Für das erste Inselfestival hat Harburgs neuer Musikclub eine Sondergenehmigung eingeholt. Die wird er auch im September erhalten, wenn die Inselklause bei der Sued-Kultur Music Night, die Nacht der Clubs im Hamburger Süden, die Landkarte der Harburger Clubkultur erweitert.

An den übrigen Öffnungstagen (Montag ist Ruhetag) ist die Musikbar am Elbufer vor allem eine Fischgaststätte. Mit seinem Stremellachs hat sich Andreas Koenecke einen Namen gemacht. "Ich habe ein Geheimrezept mit neun verschiedenen Kräutern", sagt er.
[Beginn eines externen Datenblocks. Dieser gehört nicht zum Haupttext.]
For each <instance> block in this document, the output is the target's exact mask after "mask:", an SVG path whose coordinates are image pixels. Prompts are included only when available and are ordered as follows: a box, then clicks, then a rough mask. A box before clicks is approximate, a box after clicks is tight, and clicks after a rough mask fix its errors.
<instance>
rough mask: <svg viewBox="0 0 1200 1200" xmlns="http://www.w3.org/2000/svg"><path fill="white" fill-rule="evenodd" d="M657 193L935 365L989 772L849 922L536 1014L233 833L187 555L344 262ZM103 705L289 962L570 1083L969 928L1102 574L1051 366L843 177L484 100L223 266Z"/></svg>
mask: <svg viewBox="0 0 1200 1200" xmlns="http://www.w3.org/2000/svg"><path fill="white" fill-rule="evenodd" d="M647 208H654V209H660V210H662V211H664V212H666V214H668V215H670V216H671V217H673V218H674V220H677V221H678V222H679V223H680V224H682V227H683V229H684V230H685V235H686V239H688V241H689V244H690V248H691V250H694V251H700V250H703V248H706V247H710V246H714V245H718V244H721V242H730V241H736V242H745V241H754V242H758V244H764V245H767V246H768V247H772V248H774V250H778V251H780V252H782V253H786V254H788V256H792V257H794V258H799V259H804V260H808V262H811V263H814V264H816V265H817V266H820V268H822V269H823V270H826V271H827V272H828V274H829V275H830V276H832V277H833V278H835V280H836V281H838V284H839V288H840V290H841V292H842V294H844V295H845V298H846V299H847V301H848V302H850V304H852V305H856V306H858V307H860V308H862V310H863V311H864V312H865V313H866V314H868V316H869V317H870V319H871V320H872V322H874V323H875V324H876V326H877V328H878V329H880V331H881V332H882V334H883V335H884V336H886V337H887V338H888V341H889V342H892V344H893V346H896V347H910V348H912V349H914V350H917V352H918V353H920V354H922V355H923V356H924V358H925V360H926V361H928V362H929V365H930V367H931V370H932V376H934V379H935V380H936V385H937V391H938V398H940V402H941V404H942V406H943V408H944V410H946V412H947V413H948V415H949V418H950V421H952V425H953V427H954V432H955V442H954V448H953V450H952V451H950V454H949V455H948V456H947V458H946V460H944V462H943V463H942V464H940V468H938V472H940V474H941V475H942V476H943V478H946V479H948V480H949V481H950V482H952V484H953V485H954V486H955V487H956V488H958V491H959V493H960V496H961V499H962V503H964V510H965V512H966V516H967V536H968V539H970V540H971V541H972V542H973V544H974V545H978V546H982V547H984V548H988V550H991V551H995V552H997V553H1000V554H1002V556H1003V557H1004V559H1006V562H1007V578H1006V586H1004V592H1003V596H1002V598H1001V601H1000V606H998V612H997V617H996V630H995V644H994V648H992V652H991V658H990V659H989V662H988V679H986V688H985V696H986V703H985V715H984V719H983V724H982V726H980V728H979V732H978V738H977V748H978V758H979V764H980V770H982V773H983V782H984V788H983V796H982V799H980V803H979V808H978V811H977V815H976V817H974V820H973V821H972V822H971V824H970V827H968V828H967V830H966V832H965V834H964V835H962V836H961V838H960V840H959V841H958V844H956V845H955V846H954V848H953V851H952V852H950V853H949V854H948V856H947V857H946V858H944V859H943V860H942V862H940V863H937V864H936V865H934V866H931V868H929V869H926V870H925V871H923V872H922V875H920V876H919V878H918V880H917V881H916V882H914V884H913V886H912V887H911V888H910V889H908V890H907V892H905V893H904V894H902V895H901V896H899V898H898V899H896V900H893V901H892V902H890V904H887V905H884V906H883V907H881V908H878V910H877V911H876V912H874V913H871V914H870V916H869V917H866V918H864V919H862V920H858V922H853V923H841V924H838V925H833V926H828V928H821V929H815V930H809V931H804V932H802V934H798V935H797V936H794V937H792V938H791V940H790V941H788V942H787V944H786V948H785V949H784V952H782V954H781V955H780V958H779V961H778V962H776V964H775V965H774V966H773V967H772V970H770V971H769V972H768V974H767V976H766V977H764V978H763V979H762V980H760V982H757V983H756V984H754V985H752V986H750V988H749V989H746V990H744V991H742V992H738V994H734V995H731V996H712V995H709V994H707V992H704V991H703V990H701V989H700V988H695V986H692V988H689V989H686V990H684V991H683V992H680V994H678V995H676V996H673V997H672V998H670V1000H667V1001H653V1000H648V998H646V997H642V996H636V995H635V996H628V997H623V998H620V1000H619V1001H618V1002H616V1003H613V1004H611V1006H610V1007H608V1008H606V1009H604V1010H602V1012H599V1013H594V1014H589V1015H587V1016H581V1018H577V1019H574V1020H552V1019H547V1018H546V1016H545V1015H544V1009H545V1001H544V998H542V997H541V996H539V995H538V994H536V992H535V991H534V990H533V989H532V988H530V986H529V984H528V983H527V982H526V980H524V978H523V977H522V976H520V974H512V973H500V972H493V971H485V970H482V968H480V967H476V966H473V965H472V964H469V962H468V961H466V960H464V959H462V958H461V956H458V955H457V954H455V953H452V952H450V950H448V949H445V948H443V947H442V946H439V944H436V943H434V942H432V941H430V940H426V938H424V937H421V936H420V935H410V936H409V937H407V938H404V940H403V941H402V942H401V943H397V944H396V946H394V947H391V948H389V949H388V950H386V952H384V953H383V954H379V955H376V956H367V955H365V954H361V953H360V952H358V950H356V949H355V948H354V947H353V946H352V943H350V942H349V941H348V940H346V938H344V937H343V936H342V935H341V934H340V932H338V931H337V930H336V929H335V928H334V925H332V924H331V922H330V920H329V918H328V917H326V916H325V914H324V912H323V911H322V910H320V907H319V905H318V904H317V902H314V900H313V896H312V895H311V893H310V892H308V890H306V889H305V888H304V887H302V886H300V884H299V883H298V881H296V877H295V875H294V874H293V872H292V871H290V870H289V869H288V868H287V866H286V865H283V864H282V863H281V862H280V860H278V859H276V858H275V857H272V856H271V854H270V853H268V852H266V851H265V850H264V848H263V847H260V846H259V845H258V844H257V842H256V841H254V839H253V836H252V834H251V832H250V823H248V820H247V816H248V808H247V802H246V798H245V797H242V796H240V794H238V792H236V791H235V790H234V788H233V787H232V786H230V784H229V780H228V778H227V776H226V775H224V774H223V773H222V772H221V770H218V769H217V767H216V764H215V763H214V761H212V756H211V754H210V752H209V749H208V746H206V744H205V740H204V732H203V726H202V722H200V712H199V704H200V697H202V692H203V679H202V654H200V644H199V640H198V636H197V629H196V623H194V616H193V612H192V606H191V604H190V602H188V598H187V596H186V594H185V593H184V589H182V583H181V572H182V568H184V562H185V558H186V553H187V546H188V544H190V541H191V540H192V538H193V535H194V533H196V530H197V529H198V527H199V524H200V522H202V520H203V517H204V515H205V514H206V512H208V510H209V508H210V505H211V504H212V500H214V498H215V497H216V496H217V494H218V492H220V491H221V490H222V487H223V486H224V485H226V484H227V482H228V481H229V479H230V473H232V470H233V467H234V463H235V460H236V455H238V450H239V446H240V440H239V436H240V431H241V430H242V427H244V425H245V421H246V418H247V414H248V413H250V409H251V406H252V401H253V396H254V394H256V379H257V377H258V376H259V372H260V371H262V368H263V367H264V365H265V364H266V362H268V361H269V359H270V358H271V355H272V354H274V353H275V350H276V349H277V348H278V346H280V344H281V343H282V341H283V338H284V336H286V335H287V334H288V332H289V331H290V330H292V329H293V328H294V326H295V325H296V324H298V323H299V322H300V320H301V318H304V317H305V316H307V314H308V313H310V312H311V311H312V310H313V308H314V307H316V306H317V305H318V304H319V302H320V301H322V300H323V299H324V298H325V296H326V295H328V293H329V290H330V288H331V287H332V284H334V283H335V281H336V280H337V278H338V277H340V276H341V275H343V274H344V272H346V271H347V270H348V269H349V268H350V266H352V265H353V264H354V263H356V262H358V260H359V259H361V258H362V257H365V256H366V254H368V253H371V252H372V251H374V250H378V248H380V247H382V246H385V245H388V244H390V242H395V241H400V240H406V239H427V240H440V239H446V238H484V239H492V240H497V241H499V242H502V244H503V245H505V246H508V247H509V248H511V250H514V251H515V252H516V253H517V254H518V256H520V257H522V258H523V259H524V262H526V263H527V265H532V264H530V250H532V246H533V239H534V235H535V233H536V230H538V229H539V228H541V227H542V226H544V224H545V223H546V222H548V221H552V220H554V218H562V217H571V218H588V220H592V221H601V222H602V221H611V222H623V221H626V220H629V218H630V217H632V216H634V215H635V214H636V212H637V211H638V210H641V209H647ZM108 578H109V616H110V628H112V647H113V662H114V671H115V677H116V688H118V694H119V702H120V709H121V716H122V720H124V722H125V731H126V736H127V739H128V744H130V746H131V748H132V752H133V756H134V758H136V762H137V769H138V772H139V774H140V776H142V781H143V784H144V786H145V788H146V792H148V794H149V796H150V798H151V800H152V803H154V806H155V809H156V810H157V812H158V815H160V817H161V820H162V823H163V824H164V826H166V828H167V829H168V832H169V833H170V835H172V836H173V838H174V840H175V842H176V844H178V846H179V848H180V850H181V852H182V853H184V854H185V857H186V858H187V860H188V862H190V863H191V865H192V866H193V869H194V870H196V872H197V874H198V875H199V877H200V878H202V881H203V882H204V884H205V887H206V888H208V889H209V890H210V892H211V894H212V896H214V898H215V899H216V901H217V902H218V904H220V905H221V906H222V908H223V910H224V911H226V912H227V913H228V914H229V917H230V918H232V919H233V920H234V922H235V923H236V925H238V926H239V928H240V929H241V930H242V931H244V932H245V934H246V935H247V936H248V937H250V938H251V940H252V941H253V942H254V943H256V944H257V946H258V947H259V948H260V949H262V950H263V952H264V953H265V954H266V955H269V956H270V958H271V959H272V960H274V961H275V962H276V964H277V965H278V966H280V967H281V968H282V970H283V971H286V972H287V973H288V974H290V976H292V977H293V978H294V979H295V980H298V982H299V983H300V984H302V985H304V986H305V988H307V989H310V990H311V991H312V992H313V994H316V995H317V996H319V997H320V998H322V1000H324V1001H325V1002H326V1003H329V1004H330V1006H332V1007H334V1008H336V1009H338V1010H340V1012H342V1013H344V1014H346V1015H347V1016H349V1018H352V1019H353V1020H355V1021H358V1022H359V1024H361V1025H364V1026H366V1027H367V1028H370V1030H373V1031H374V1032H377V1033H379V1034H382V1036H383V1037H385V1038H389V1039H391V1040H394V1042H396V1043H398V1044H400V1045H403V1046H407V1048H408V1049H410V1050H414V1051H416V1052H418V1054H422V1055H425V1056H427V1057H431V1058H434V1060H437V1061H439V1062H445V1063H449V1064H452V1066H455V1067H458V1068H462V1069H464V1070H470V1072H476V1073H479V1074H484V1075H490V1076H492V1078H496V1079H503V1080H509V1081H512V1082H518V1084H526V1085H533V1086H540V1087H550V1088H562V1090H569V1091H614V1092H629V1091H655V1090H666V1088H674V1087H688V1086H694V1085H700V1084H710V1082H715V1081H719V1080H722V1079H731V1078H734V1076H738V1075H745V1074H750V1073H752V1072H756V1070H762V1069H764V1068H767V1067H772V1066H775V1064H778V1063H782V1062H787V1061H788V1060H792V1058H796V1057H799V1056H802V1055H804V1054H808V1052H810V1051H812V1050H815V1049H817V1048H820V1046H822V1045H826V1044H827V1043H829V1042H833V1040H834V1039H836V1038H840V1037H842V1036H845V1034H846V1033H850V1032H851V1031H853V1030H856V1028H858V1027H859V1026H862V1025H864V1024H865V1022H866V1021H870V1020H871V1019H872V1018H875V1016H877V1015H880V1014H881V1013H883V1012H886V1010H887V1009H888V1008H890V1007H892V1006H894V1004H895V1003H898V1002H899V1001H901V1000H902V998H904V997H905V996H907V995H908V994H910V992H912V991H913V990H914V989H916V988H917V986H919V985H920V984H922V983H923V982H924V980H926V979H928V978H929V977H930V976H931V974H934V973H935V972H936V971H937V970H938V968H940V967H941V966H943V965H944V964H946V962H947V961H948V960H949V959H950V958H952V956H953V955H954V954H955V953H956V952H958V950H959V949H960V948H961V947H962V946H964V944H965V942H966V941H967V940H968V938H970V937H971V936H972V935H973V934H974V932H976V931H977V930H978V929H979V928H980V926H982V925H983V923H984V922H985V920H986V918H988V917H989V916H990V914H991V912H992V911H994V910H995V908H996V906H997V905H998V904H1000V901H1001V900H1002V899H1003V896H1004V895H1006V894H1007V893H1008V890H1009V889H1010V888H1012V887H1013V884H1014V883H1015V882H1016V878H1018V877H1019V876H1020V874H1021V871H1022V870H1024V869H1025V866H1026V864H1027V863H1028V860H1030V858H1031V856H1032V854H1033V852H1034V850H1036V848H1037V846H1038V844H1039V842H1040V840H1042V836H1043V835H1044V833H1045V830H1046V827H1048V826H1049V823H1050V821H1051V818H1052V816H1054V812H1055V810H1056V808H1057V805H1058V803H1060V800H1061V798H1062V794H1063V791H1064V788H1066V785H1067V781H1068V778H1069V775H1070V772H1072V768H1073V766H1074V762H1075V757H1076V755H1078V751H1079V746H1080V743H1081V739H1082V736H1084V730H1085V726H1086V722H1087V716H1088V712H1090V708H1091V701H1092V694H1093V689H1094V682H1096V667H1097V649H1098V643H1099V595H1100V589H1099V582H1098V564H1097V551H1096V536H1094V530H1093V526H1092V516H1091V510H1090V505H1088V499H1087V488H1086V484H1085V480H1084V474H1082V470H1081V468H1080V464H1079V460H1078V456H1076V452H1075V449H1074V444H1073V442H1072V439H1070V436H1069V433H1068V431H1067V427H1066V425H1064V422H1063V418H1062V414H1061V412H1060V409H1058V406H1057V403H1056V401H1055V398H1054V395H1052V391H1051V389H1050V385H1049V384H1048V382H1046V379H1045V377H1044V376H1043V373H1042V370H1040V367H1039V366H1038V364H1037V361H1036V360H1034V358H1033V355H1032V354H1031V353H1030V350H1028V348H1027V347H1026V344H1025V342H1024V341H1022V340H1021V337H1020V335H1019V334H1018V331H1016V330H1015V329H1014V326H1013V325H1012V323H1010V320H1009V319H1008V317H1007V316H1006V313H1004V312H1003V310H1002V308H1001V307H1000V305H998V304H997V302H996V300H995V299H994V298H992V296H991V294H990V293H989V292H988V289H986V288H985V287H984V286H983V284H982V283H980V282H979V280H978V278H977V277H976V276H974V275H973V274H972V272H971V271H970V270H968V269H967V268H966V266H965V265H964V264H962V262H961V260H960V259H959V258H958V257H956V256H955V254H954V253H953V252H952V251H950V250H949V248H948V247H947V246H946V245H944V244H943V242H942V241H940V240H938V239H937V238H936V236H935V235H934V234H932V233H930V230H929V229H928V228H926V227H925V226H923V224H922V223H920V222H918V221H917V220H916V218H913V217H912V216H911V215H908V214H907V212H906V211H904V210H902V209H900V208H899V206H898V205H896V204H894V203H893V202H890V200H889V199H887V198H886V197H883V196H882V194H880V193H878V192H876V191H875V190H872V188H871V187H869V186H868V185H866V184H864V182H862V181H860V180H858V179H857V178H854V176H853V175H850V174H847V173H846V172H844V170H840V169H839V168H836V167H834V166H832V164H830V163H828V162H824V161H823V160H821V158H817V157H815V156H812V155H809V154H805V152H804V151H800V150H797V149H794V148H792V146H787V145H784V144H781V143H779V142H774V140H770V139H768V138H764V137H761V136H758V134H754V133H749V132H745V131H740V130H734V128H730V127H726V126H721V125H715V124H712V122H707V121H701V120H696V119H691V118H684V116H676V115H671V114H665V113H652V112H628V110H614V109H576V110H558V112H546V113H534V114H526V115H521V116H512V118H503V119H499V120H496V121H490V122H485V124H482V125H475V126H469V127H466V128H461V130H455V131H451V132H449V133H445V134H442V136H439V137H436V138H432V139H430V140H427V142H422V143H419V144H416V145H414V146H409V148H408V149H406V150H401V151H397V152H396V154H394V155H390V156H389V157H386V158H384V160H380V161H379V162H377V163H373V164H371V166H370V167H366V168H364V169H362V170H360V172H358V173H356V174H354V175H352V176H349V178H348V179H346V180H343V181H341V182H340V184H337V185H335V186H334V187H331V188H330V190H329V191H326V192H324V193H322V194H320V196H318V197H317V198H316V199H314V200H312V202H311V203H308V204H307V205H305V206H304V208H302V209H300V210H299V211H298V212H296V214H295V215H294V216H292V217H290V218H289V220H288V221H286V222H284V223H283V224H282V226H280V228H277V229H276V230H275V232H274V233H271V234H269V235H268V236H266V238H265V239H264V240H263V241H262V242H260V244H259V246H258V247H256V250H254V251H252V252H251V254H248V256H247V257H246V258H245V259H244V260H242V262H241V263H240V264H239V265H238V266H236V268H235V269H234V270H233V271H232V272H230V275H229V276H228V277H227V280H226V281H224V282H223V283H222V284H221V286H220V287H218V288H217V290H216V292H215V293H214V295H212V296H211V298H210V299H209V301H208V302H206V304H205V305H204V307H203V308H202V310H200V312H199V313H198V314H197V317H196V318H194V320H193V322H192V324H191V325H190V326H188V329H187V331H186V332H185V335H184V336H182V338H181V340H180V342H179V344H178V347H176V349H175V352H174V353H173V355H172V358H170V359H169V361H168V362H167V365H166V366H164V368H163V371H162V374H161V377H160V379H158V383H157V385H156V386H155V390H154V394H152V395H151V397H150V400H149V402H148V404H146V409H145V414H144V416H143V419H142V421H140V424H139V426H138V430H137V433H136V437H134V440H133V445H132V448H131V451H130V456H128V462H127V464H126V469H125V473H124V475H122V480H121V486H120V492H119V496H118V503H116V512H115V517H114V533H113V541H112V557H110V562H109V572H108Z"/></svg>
Es stammt von einem Portugiesen. "Er sagte, wenn du meine Tochter küssen willst, musst du Fisch probieren", erzählt Andreas Koenecke. Und weil man den Vater der Freundin nicht vergrätzt, lernte er als junger Mann, den Fisch zu lieben. Zuvor habe er nur Barsch, und den eher widerwillig, gegessen, fügt Andreas Koenecke seiner Anekdote noch eine Nuance hinzu.

Was ein Fisch-Gastronom wissen muss, lernte der gebürtige Heimfelder auf der Nordsee vor der niederländischen Küste. Andreas Koenecke bewirtete auf einem 27 Meter langen Plattbodenschiff die 20 bis 30 Gäste an Bord.

Das Bier aus dem Zapfhahn der Inselklause ist eine beinahe verschwundene Hamburger Spezialität. Das dunkelgoldene "Bergedorfer Bier" war im 19. Jahrhundert eine Erfolgsmarke und wurde bis 1914 gebraut. Einige Mitarbeiter der Holsten Brauerei haben es wiederentdeckt

Musikclub, Fischgaststätte, Café - der Clubchef vom Deich fügt seiner Inselklause noch ein weiteres Attribut hinzu: "Ich will eine Begegnungsstätte für Leute aus der Stadt und vom Land sein", sagt er. Deshalb verlange er auch keinen Eintritt zu den Konzerten.

Der Heimfelder ist an das Elbeufer gekommen, um zu bleiben. Auf der Pionierinsel ist das ein Problem, weil das Hochwasser im Winter in der Regel türhoch steigt. Vor allem die Elektrik und die Veranstaltungstechnik gerieten in Gefahr. Deshalb möchte der Clubwirt die 1958 gebaute Holzhütte hochwasserfest machen. "Man könnte sie auf eine alte Schute heben oder auf Stelzen stellen", sagt er. Damit er investieren kann, hofft Andreas Koenecke, von seinem Vermieter, der Hamburg Port Authority, möglichst schnell einen langfristigen Vertrag zu erhalten.